How to Build Stunning Data Visualizations in Python with Matplotlib and Plotly

3 weeks ago

6 10 minutes read

Introduction

Visualization is the skill that gives this data a voice, transforming numbers into clear, compelling stories that drive decisions. In this article, I will walk you through how to build a stunning visualization in python with Matplotlib and Plotly.

This guide is your first step toward mastering them. We’ll take the famous Titanic dataset and walk you through creating a series of insightful visualizations, from foundational charts with Matplotlib to stunning, interactive plots with Plotly.

Before we write any code, let’s understand why we’re looking at these two specific libraries.

Matplotlib: The Foundation. Think of Matplotlib as the bedrock of Python visualization. It gives you complete, granular control over every element of your plot, from axes and labels to colors and styles. It’s perfect for creating high-quality, static images for reports and presentations.

Plotly: The Interactive Powerhouse. Plotly takes visualization to the next level by making it easy to create modern, interactive, web-ready plots. With just a few lines of code, you can build charts that allow users to hover for details, zoom in on points of interest, and filter data on the fly.

Let’s get your environment set up with all the necessary libraries for this project.

1. Install the Libraries

Open your terminal or command prompt and run the following command to install everything you’ll need. We’re including Seaborn, a popular library built on top of Matplotlib that simplifies creating common statistical plots.

 <code>pip install numpy pandas matplotlib seaborn plotly jupyterlab</code>

The Role of Each Library

Let’s breakdown what each of these libraries does:

Library	Role in This Project
NumPy	The fundamental package for numerical computing in Python.
Pandas	Used for data loading, manipulation, and cleaning.
Matplotlib	The core library for creating our foundational, static plots.
Seaborn	Helps us create more attractive statistical plots with less code.
Plotly	Our tool for building powerful, interactive visualizations.
JupyterLab	The interactive environment where we’ll write and run our code.

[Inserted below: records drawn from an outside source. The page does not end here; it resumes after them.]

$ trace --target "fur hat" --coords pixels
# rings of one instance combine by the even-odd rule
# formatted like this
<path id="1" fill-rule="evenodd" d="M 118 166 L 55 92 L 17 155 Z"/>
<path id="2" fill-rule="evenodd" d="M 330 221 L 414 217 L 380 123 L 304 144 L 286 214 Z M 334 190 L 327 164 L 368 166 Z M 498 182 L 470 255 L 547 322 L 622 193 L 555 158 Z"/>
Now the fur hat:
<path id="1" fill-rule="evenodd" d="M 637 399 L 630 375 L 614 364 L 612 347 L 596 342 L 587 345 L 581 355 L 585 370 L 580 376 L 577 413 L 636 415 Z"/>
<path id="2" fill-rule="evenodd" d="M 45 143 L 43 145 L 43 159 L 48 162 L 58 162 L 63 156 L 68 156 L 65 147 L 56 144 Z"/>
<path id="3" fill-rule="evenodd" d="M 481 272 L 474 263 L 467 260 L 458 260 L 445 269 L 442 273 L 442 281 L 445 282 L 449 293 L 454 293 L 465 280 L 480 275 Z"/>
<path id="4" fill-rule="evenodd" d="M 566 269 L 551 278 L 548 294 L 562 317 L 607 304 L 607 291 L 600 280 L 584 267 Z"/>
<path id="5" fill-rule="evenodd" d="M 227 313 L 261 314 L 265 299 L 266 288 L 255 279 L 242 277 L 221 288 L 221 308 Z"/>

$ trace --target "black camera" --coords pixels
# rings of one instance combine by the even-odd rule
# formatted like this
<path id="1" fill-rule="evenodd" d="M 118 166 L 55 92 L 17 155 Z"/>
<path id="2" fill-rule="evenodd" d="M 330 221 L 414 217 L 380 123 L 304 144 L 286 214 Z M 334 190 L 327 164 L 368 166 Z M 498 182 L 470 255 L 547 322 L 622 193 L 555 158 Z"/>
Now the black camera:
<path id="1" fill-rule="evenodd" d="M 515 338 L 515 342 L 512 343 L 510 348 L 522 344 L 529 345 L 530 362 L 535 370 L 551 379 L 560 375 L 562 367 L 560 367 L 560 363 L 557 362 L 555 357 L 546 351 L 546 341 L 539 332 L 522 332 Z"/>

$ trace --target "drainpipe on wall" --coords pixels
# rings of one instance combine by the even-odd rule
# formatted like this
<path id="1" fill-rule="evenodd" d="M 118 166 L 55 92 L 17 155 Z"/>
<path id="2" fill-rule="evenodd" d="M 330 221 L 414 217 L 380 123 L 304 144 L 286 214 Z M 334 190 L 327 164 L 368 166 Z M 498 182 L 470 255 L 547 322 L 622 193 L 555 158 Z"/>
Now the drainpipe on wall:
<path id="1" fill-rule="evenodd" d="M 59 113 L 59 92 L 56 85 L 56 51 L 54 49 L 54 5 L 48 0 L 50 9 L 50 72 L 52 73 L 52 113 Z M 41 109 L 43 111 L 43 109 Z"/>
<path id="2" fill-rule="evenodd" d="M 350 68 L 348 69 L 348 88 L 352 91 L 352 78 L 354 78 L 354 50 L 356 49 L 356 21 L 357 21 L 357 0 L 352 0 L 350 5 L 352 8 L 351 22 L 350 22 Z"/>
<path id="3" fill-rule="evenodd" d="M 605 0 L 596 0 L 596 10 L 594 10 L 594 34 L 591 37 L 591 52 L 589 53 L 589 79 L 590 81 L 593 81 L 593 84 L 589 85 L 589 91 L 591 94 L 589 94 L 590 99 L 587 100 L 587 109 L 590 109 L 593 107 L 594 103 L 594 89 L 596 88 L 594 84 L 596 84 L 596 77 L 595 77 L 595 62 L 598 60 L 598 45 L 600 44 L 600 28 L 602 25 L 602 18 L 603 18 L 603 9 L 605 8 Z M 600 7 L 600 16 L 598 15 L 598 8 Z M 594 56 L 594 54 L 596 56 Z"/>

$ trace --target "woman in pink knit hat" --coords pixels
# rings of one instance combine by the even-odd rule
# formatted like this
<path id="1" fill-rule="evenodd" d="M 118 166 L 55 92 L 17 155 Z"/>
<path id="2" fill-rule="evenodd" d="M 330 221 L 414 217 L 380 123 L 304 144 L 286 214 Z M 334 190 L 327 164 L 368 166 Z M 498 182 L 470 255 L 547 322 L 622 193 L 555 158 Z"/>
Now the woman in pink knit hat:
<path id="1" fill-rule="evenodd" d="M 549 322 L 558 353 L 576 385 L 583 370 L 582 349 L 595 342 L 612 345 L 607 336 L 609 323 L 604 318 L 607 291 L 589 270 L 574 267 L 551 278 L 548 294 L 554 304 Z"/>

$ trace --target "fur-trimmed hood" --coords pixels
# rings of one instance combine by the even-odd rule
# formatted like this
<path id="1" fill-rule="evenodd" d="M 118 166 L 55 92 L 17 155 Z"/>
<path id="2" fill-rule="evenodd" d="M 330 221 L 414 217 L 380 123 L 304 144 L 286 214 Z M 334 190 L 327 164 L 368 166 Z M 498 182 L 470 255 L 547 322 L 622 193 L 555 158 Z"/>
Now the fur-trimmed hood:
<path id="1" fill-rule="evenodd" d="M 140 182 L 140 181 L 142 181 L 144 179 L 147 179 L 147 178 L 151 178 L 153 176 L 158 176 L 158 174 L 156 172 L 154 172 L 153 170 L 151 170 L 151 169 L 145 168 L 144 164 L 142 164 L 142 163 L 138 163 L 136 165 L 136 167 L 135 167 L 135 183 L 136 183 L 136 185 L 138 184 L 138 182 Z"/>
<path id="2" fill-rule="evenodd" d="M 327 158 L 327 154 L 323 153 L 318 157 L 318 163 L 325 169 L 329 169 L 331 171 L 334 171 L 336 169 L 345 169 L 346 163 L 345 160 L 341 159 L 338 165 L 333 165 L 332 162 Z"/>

Data Ingestion and Inspection

For this tutorial, we’ll use the classic Titanic dataset. Instead of downloading a separate file, we can load it directly from the Seaborn library, which ensures our project is easily reproducible.

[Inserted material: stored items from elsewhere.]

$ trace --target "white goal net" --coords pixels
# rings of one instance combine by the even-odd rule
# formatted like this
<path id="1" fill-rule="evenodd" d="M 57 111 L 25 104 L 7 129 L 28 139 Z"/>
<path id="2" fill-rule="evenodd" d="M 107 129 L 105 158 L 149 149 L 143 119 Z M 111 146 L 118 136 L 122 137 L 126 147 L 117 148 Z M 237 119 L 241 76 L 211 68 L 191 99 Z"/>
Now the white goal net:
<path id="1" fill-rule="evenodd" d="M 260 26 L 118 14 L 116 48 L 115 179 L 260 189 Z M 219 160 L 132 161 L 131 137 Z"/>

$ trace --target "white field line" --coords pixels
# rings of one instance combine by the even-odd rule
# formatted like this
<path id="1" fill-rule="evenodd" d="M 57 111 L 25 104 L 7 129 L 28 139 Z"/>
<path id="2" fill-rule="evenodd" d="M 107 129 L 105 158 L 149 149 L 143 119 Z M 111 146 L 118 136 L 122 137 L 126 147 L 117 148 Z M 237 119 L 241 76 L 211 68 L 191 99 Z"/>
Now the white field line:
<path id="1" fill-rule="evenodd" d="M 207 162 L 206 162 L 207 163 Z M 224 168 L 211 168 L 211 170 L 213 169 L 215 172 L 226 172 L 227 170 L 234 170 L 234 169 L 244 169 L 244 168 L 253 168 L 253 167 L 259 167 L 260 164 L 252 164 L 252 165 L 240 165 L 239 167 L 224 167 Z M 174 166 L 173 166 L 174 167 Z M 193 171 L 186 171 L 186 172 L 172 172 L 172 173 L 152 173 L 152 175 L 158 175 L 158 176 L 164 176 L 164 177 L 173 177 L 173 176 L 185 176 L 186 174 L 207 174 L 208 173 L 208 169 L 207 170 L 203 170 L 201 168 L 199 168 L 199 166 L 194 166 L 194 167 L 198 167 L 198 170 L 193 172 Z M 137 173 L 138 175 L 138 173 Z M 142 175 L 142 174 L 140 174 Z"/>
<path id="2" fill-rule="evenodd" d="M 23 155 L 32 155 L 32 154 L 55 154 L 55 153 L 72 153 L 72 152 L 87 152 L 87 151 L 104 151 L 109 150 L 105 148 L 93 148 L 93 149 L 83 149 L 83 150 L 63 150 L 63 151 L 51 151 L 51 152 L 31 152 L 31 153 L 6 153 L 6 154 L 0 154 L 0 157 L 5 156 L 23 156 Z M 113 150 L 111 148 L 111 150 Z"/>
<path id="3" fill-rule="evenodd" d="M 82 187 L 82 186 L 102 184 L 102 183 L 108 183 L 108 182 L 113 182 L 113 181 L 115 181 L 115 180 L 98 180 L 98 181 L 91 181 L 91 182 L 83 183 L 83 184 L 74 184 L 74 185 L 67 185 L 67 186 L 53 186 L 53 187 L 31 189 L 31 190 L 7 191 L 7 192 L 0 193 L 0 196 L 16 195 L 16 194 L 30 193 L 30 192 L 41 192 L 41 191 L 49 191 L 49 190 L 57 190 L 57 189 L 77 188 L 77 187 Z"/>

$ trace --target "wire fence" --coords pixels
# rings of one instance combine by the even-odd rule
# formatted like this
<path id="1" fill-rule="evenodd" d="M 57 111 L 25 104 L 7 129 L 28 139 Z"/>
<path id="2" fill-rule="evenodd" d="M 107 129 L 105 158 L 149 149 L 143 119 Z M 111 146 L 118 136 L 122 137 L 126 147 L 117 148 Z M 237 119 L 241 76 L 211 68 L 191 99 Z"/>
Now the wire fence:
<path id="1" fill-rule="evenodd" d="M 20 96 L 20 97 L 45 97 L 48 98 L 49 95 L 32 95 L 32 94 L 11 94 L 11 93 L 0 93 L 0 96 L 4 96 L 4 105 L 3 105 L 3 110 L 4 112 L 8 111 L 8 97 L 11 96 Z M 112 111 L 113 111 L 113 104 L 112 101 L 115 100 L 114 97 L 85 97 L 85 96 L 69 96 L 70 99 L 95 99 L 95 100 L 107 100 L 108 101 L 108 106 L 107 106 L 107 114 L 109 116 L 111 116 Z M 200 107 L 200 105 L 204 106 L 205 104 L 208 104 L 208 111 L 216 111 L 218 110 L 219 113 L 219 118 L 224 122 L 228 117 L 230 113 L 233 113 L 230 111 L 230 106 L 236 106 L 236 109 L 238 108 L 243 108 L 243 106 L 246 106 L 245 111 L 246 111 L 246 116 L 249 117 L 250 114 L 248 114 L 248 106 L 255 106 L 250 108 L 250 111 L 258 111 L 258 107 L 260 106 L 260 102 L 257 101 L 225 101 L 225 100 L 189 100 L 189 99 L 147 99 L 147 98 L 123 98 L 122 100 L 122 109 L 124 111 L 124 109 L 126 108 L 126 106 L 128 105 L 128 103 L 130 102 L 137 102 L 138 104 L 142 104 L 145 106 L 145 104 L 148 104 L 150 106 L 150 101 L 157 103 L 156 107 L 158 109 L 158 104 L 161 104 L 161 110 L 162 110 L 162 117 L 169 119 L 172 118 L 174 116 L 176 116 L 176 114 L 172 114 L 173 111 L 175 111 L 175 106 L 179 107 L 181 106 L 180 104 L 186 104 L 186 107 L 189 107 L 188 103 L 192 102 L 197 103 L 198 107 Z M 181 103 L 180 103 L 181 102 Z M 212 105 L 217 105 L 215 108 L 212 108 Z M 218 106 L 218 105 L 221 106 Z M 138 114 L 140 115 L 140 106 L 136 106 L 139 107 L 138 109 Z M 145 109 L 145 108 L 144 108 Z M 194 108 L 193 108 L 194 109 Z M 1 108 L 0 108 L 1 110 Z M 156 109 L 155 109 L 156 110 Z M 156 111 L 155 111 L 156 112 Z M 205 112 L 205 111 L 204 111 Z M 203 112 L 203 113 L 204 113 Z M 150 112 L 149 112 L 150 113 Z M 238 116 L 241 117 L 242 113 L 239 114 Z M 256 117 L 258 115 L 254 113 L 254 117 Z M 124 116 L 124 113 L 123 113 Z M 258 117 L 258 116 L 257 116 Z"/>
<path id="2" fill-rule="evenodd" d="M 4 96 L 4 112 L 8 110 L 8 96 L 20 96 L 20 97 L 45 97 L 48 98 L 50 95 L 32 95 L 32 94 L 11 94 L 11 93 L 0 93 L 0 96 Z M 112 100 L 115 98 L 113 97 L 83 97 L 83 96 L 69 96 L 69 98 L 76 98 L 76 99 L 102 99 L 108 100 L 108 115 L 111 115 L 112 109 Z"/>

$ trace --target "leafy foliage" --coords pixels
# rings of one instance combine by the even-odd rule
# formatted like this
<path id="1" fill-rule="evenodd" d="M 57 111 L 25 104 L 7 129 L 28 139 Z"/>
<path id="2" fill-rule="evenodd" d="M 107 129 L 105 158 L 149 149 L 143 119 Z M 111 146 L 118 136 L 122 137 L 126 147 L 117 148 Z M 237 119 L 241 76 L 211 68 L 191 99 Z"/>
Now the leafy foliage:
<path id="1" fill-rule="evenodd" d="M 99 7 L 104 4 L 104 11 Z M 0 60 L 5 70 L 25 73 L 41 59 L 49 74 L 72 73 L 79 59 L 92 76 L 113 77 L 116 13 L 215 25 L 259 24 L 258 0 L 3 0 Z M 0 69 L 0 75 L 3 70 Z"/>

Create a new Jupyter Notebook and add the following code to the first cell to import our libraries and load the data.

# Import necessary libraries
import numpy as np
import pandas as pd
import matplotlib.pyplot as plt
import seaborn as sns
import plotly.express as px

# Load the Titanic dataset  
from Seaborn titanic_df = sns.load_dataset('titanic')  
# Display the first 5 rows to inspect the data  
titanic_df.head()

Importing the Libraries

The first part of the code uses import command to bring in our python libraries so we can use their features.

import pandas as pd: This brings in Pandas, which is like a powerful spreadsheet program for Python. We use it to organize and work with our data in a table called a DataFrame. We give it the nickname pd.

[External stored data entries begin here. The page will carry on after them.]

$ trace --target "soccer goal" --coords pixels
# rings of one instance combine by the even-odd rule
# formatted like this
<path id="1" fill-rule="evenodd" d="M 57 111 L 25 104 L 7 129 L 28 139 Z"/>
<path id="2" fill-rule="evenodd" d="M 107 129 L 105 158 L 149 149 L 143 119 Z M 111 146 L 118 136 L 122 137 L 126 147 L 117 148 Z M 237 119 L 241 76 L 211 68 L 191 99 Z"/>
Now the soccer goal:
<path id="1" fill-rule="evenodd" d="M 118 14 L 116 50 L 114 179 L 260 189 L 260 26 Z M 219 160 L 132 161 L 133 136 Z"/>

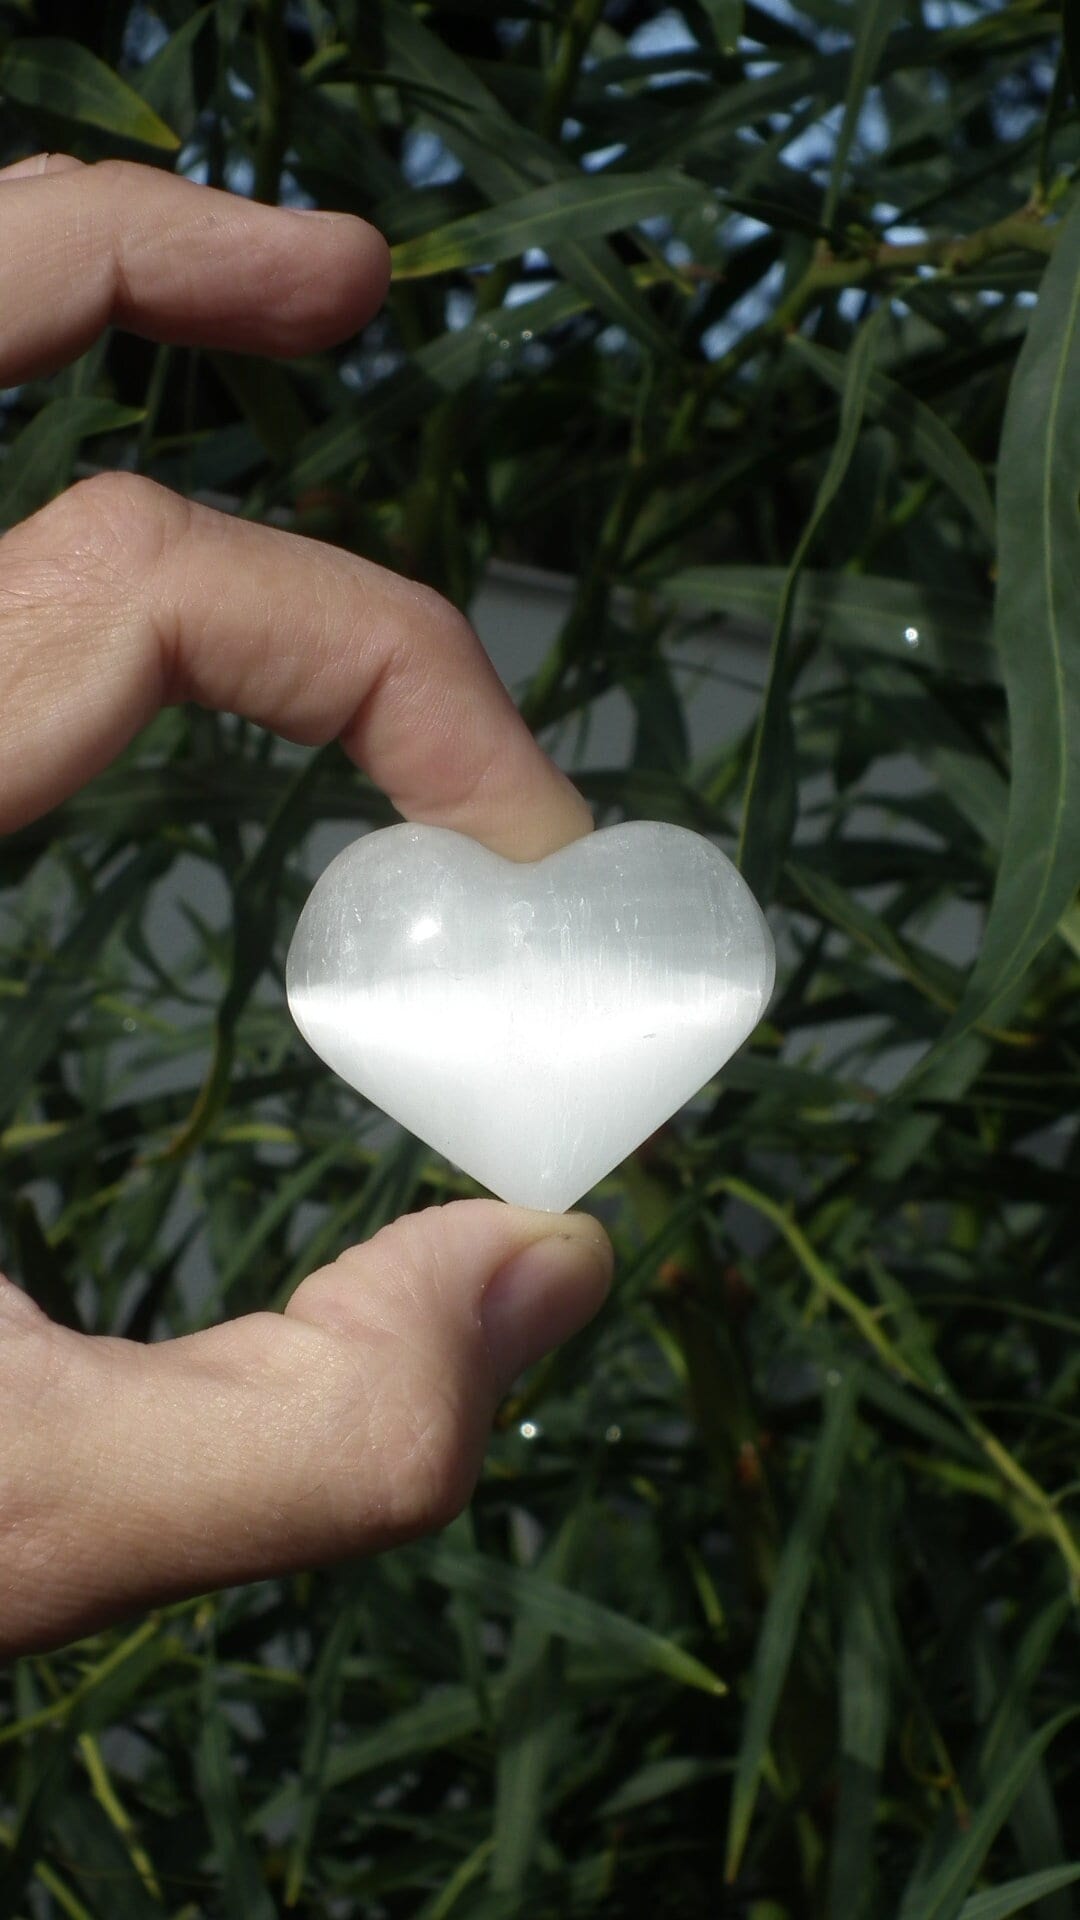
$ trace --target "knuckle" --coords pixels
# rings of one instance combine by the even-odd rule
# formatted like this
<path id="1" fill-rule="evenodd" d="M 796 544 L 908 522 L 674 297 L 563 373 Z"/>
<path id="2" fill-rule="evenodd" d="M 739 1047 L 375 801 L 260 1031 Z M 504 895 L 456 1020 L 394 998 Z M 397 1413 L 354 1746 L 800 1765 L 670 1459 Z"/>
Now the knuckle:
<path id="1" fill-rule="evenodd" d="M 394 1539 L 438 1533 L 457 1518 L 479 1470 L 475 1418 L 431 1375 L 402 1369 L 386 1409 L 386 1519 Z"/>
<path id="2" fill-rule="evenodd" d="M 146 168 L 134 160 L 95 160 L 90 172 L 95 180 L 112 181 L 117 187 L 137 189 L 146 179 Z"/>
<path id="3" fill-rule="evenodd" d="M 416 1261 L 429 1238 L 423 1216 L 408 1216 L 392 1236 L 399 1257 L 390 1258 L 389 1241 L 380 1248 L 377 1284 L 358 1287 L 346 1255 L 289 1302 L 286 1318 L 318 1329 L 325 1343 L 321 1424 L 342 1468 L 343 1537 L 358 1489 L 378 1544 L 389 1544 L 447 1526 L 479 1471 L 493 1398 L 486 1350 L 440 1312 L 430 1260 L 419 1298 Z"/>
<path id="4" fill-rule="evenodd" d="M 439 646 L 451 650 L 462 657 L 475 657 L 483 654 L 483 648 L 477 638 L 476 629 L 467 614 L 455 607 L 452 600 L 436 588 L 415 584 L 418 596 L 417 622 L 425 635 L 435 636 Z M 486 658 L 486 655 L 484 656 Z"/>
<path id="5" fill-rule="evenodd" d="M 76 550 L 110 572 L 154 565 L 185 531 L 188 503 L 141 473 L 95 473 L 53 502 Z M 46 512 L 52 511 L 50 508 Z"/>
<path id="6" fill-rule="evenodd" d="M 188 503 L 137 473 L 95 473 L 0 541 L 0 585 L 11 608 L 104 595 L 127 597 L 184 534 Z"/>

import seaborn as sns and import matplotlib.pyplot as plt: These are our visualization libraries Matplotlib (plt) is the main engine for creating charts, and Seaborn (sns) works with it to make creating common statistical plots much easier and prettier.

import plotly.express as px: This is our advanced library for making interactive charts that you can hover over and zoom into.

import numpy as np: This brings in NumPy, a library for performing fast and efficient array-based computations.

Loading and Viewing the Data

The second part of the code gets our data ready.

titanic_df = sns.load_dataset(‘titanic’): This line tells Seaborn (sns) to fetch its built-in ‘titanic’ dataset and load it into a Pandas table (a DataFrame), which we name titanic_df. This saves us from having to download any files manually.

titanic_df.head(): This method simply shows us the first five rows of our titanic_df dataset, giving us a quick peek to make sure the data loaded correctly and to see what it looks like.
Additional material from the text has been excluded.